To his admirers he is the last of the German classics; one of his many detractors spoke of him as a Gartenlaubedichter, which I suppose is the equivalent of a writer for the Saturday Evening Post. And between these two extremes every shade of opinion is represented in Hauptmann criticism. This, in fact, is one of the Hauptmann problems: that no two critics seem to agree on any aspect of his work and influence. The literature on Hauptmann is bewilderingly subjective and contradictory. His plays, we are told, have been and still are more often performed than those of any other German dramatist. Beginning with the six-volume edition of 1906, collected editions of his writings have appeared more frequently than is the case with any other recent German writer. Academic criticism has been astonishingly kind to him, though no more agreed as to what should be praised and why. Even the free-lance and journalist critics of solid learning, like Alfred Kerr and Paul Fechter, have written of him in tones of deep, though not uncritical, admiration.

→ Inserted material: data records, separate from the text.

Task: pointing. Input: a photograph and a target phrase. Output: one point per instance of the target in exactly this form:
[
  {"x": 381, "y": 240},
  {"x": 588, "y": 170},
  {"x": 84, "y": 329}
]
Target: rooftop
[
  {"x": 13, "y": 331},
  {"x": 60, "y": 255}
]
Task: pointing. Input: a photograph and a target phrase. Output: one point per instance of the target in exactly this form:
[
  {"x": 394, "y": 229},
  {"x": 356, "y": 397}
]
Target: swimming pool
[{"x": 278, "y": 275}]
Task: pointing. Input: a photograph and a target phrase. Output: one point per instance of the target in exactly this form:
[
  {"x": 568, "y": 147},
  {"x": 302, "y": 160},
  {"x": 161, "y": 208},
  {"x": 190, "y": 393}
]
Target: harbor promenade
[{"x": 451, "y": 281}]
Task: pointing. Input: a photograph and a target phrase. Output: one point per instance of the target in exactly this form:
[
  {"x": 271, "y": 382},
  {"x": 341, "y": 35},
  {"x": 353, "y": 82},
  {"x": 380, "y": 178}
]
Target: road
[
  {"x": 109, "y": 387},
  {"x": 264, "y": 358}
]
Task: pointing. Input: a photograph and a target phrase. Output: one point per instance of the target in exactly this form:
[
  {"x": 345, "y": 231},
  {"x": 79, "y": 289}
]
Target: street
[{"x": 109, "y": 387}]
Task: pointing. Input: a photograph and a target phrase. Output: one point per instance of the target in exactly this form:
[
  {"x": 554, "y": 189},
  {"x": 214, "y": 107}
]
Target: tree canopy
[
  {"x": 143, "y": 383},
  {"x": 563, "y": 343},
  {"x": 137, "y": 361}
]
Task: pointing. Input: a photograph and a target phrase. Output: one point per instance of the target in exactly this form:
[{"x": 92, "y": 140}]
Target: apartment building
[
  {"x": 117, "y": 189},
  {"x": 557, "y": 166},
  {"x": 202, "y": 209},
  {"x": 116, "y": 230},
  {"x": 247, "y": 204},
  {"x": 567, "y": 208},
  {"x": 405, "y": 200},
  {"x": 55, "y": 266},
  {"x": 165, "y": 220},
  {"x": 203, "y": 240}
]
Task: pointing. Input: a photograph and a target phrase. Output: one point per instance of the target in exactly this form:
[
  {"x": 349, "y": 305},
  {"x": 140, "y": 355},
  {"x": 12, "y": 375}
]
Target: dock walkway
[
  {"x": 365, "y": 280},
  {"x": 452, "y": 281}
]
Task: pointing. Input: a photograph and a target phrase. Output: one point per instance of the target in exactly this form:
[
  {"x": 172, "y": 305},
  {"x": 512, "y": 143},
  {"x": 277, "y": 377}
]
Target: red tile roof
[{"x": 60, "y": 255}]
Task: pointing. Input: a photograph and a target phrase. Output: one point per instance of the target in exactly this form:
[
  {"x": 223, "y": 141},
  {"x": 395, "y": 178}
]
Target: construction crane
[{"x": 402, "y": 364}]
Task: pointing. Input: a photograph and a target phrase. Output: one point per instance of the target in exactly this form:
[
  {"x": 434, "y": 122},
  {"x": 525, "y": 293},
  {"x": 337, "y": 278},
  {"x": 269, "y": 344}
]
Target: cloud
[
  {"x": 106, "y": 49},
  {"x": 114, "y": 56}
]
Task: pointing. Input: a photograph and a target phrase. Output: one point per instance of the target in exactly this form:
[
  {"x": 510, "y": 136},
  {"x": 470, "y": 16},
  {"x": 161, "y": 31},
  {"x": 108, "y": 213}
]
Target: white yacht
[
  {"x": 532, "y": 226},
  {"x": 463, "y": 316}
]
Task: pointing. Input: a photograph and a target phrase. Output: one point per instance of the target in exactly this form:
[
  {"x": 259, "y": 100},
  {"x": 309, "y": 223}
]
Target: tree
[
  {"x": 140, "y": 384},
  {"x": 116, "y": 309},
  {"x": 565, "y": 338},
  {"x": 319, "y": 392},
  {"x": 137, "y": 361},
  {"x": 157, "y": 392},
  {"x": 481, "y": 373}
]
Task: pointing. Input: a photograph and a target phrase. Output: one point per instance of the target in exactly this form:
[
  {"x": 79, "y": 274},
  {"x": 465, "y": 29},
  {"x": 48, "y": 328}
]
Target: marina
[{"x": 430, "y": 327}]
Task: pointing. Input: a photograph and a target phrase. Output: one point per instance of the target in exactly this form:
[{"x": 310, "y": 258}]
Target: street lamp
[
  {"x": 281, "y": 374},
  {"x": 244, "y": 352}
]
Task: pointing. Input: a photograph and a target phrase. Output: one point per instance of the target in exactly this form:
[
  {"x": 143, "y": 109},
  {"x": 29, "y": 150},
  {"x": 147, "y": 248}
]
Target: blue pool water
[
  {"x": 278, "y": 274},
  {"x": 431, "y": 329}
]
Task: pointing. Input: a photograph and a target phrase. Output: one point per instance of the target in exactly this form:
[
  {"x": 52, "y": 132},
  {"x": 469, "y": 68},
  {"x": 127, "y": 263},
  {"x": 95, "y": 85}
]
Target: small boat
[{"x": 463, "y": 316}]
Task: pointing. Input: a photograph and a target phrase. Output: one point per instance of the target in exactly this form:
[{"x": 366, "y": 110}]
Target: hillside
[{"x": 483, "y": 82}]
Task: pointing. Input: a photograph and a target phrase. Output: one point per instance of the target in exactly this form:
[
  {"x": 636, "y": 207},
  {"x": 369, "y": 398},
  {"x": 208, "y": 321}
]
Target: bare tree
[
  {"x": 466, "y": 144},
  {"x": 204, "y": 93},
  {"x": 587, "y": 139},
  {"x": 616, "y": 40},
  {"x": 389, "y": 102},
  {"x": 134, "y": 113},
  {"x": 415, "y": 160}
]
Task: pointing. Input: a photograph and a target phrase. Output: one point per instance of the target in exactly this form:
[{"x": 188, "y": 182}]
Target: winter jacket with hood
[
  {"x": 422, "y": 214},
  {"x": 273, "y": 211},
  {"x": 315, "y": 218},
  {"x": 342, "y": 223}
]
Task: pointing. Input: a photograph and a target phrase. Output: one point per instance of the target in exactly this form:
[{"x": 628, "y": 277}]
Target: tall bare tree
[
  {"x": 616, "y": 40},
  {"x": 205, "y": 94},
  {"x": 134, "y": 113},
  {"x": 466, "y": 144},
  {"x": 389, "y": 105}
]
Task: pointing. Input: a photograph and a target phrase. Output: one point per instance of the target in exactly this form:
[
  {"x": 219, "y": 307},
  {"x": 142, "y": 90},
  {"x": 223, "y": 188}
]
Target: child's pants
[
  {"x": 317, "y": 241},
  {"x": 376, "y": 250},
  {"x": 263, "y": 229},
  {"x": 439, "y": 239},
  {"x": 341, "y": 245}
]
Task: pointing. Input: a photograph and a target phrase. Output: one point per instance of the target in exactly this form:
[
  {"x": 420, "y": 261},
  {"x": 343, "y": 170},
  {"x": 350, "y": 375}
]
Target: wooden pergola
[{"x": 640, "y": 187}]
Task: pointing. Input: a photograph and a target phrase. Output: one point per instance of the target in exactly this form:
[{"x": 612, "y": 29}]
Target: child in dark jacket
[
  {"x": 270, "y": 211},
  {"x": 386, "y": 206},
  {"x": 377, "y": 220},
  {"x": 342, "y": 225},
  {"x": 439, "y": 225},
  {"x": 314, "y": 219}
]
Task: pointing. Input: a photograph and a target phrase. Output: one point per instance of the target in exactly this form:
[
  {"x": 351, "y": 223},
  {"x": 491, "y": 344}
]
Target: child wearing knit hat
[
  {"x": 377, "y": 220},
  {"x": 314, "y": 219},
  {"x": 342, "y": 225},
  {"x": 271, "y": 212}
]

Such unstuffy writers as Carl Zuckmayer and Frank Thiess have been interested enough to bring unfinished works of Hauptmann to completion. But these are all men of the older generation, some of them no longer living. One looks in vain for any show of interest in Hauptmann by the younger generation of critics or writers. Thomas Mann, Kafka, Rilke, Brecht, Benn, Musil: these are the names one is likely to encounter in any current discussion of the contemporary literary scene in Germany. Hauptmann's is never found among them.